LUNES DE LA SANTÍSIMA TRINIDAD
NUESTRA ALMA IMAGEN DE LA TRINIDAD
Dios ha formado el alma,
no con sus manos poderosas, sino con un soplo de su boca, es decir, que la
formó A SU IMAGEN y semejanza, haciéndola, como él, espiritual e inmortal, dotándola
de inteligencia, de voluntad y de libertad, y haciéndola capaz de concebir
nobles pensamientos, tener altas aspiraciones, actividad sin reposo y un deseo
de goces y de felicidad que nunca se ve saciado. –Si apreciamos un retrato por
el talento del artista que lo ha realizado, ¡cuánto debemos apreciar nuestra
alma, que es la obra de Dios inmenso, Creador del universo! Si VENERAMOS un
retrato según la imagen que en él vemos representada, cuánto debemos venerar
las almas, que son imágenes vivientes del Altísimo.

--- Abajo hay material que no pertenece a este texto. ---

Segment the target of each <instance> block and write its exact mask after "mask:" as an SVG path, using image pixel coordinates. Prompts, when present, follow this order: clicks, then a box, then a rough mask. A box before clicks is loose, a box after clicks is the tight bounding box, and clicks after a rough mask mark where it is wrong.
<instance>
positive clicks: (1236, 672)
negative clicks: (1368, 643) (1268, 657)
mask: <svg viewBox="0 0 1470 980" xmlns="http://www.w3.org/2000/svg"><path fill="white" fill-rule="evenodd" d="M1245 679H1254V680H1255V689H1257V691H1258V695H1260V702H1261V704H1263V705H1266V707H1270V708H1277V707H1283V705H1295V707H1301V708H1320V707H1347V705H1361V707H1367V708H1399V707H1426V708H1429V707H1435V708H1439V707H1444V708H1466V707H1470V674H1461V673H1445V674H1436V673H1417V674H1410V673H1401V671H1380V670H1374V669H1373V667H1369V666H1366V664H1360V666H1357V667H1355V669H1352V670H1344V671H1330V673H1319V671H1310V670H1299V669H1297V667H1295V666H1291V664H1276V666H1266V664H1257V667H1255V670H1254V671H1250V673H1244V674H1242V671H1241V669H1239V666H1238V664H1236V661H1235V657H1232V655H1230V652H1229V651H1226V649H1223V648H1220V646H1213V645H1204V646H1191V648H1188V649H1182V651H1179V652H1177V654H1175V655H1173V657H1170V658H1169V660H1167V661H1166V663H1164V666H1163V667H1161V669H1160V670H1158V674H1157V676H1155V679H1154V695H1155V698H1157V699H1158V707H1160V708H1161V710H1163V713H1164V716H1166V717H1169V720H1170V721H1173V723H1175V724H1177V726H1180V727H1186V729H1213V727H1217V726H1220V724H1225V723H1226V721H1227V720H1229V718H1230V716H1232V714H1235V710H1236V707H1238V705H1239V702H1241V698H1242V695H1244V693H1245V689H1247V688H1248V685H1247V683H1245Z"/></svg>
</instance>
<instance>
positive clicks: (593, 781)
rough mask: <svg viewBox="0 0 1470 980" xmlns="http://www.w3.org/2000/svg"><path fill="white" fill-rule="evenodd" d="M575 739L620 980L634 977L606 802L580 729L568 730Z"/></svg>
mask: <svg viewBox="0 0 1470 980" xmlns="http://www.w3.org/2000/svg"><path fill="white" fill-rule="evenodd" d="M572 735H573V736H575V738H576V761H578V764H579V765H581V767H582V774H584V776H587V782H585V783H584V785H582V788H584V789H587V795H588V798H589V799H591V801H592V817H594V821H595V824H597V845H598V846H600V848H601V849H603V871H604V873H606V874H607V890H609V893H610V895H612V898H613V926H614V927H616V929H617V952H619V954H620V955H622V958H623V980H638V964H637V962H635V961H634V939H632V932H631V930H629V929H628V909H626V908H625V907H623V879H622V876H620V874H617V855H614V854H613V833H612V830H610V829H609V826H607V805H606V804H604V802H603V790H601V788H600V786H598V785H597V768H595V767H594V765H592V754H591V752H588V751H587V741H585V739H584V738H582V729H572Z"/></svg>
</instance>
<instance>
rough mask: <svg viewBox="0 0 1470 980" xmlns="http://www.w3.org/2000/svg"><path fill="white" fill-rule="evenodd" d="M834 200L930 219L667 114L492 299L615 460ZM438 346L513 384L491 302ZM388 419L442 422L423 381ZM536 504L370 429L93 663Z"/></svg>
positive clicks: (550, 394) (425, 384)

SU BELLEZA NATURAL sobrepasa todas las
bellezas del mundo. Ni el firmamento con sus millones de estrellas
resplandecientes, ni el sol en todo su esplendor, ni los palacios de los reyes,
ni el boato de sus cortes, ni los más precisos jardines, ni el espectáculo
maravilloso de la naturaleza podrá a ella comparase, ni siquiera dar una idea
de las bellezas de este retrato de Dios, de nuestra alma. Lleva en sí rasgos de
la santísima y adorable Trinidad. Tiene el ser semejante al Padre, tiene la inteligencia
semejante al Hijo y tiene el amor semejante al Espíritu Santo. Nuestro espíritu
engendra su pensamiento, así como el Padre engendra a su Verbo, y del amor que
surge entre la razón y la idea que ha concebido se forman los actos de nuestra
voluntad, así como el Espíritu Santo, amor substancial, procede del Padre y del
Hijo. ¡Qué poco conocemos la grandeza de nuestra alma o qué pronto nos
olvidamos de ella!
Recordemos
con frecuencia que somos como los intérpretes de miles de criaturas privadas de
razón, y, por tanto, por ellas debemos alabar a Dios, que las ha creado; cuando
tengamos que servirnos de estas criaturas, sirvámonos de ellas para su fin, que
es el de ayudarnos a conocer y a amar al
Creador. Pero ¡cuántas veces, en vez de obrar así, nos hemos servido de las
cosas exteriores para ofender a Dios y para satisfacer nuestras malas
inclinaciones, sin pensar que cometíamos una injusticia y una ingratitud, y al
mismo tiempo nos degradábamos y nos hacíamos dignos de los castigos eternos
pecando mortalmente.
¡Oh Dios mío!, me arrepiento sinceramente de haberme
servido de tus beneficios, de tantas cosas como creaste con miras a mi
salvación, para satisfacer mis vanidades y complacer mi amor propio,
ofendiéndote con ellas en vez de santificarme. Te suplico me concedas valor
para que, apreciando la dignidad de mi alma, sepa colocarme por encima del
mundo de los sentidos:
1º,
mortificando mi cuerpo, deseos y pasiones;
2º,
desprendiéndome de los bienes pasajeros;
3º, viviendo constantemente
bajo tu imperio, siempre tan sabio y siempre tan digno de amor.